# A turkey set headed to a hero



## Outdoormarsh (Mar 22, 2013)

Well i had the oppurtunity to volunteer to make some calls to donate to the Wounded Warriors hunts down in north carolina. A man down there runs a program where they take wounded soldiers, who used to love hunting, and take them on guided hunts. These calls will be given to one of the soldiers participating in that group. Thanks for looking

http://i1068.Rule #2/albums/u447/outdoormarsh/DavidsCallBuilding039_zpsf7c1ac6f.jpg


----------



## bearmanric (Mar 22, 2013)

Nice set. He will enjoy. Rick


----------



## Mrfish55 (Mar 22, 2013)

Very nice and great cause, sure to be well received.


----------



## Outdoormarsh (Mar 22, 2013)

Thanks guys. Feels good to try and pay back our soldiers. 

Rick would a pot call like that look good to you?


----------



## bearmanric (Mar 22, 2013)

Yes was going to get back with ya today.


----------



## Outdoormarsh (Mar 22, 2013)

bearmanric said:


> Yes was going to get back with ya today.

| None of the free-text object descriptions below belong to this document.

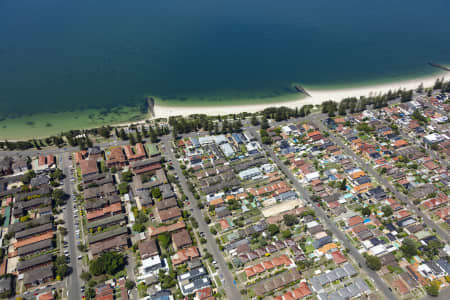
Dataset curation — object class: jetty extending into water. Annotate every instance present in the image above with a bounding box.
[428,62,450,72]
[294,84,311,97]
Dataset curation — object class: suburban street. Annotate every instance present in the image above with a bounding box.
[162,136,243,300]
[126,250,138,300]
[308,116,450,244]
[249,127,400,300]
[60,152,82,300]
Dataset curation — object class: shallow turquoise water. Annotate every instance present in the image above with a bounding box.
[0,0,449,117]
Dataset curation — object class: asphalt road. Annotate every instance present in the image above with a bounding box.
[162,136,243,300]
[60,153,82,300]
[0,140,130,159]
[249,127,399,300]
[126,240,138,299]
[309,116,450,244]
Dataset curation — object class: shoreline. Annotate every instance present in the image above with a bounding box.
[0,71,447,141]
[152,71,447,118]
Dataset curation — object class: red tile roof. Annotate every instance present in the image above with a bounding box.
[14,231,54,249]
[348,215,364,227]
[331,250,347,264]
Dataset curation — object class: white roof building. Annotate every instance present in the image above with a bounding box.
[213,135,228,145]
[220,143,235,157]
[305,172,320,182]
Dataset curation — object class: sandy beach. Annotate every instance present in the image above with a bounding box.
[153,72,447,118]
[0,72,447,141]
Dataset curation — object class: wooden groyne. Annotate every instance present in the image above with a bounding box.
[428,62,450,72]
[294,84,311,97]
[146,97,155,117]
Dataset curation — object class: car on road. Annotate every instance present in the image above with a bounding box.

Alright I'll check back later


----------



## Mike1950 (Mar 22, 2013)

Very nice work and cause. Walnut?


----------



## Outdoormarsh (Mar 22, 2013)

Mike1950 said:


> Very nice work and cause. Walnut?



Yes sir, all 3 are walnut. The crow call has a CA finish, so does the striker.


----------



## GaSawmiller (Mar 22, 2013)

My uncle got me a friction turkey call made of cedar with the Marines emblem on it several years ago when I served. It meant a lot to me whenever someone gave to show their support. Thank you for doing this. The wounded warrior project is a great program and I have several friends in the program. Your a great one in my book.


----------



## Outdoormarsh (Mar 22, 2013)

GaSawmiller said:


> My uncle got me a friction turkey call made of cedar with the Marines emblem on it several years ago when I served. It meant a lot to me whenever someone gave to show their support. Thank you for doing this. The wounded warrior project is a great program and I have several friends in the program. Your a great one in my book.



Thank you. Very much. It means alot to me, especially since I'm so new to this. I'm nit a pro yet, and my calls arent perfect, but I want those guys to know how much people care and this is a way for me. So thanks or your kind words


----------